Here are some important things to do when you are dealing with teenagers:
DO Stop and Listen
Many teens complain that their parents do a lot of talking and very little listening. Make sure that you give your child a chance to say his or her piece before spouting off about how they should handle a situation. Try to understand the situation from his or her perspective. Blaming and accusing only builds up more walls and ends all communication. Show that you care and show your love.
DO Keep your door Open
You know you’ll be there for them no matter what, but do they? Create an open environment wherein all family members can feel free to discuss what’s on their mind without fear of being judged. Talk with your teen on a regular basis about everything that is going on in their lives. Communication is important in every type of relationship and the parent-child relationship is not excluded from this rule of thumb. We can’t guide our children through all aspects of life, but we can be on-call for support. Let your teen learn from their own mistakes and make sure you’re there to talk about whatever is on their minds when they are ready to talk.
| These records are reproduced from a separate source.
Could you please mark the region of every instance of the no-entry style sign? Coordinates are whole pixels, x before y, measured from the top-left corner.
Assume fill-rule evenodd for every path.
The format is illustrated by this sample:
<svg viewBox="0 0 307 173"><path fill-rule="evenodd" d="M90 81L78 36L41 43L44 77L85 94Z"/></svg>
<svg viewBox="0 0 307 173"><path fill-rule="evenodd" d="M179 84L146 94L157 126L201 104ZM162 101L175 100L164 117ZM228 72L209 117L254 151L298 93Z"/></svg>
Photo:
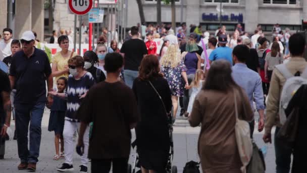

Here are some important things not to do when dealing with teenagers:
While you may have the wisdom of age and experience, don’t forget that an essential process along the journey to adulthood is choosing your own paths and learning to overcome mistakes. Be sure not to dictate to your child what they should or should not do. If they come to you with a situation, be there to guide them through any difficult life choices, but resist any assumption that you ‘know best’. In particular, avoid using patronizing language, such as saying anything along the lines of ‘When I was your age…’ If you do this you’ll sound like an annoying old nag; in which case, how will your advice sound relevant to them? This step can be hard for many parents and you may have to bite your tongue, but with some gentle guidance, your child just may rise to the occasion and surprise you with some great decisions.
Don’t Try To Change Them
Fredrick Douglas once said “It is easier to build strong children than to repair broken men.” Remember that your teenager is a unique individual that is at an advanced stage of personal development. The teenage years can be very confusing — dealing with peer issues, and self-discovery. If you push to change them and push to mold them into someone they aren’t, this will just add to their confusion. Accept your teen for who they are, and celebrate their personalities, their uniqueness and their interests rather than overlooking them or mocking them.
Don’t Forget About Consistency
Being consistent in your parenting strategies is important. When laying down the rules and the punishments for breaking the rules, it is important to not send your teenager mixed signals. Believe it or not, your teenager will appreciate your rules and your consistency and they will know what to expect from certain actions. You can actually let your teenager help make house rules and set consequences.
Dealing with teenagers takes a tough skin, a willingness to be vulnerable and lots of love. You will make mistakes but whatever you do, don’t ever stop talking. Getting teenagers to talk honestly about what’s going on with them is very important and always the key to having a healthy parent teen relationship.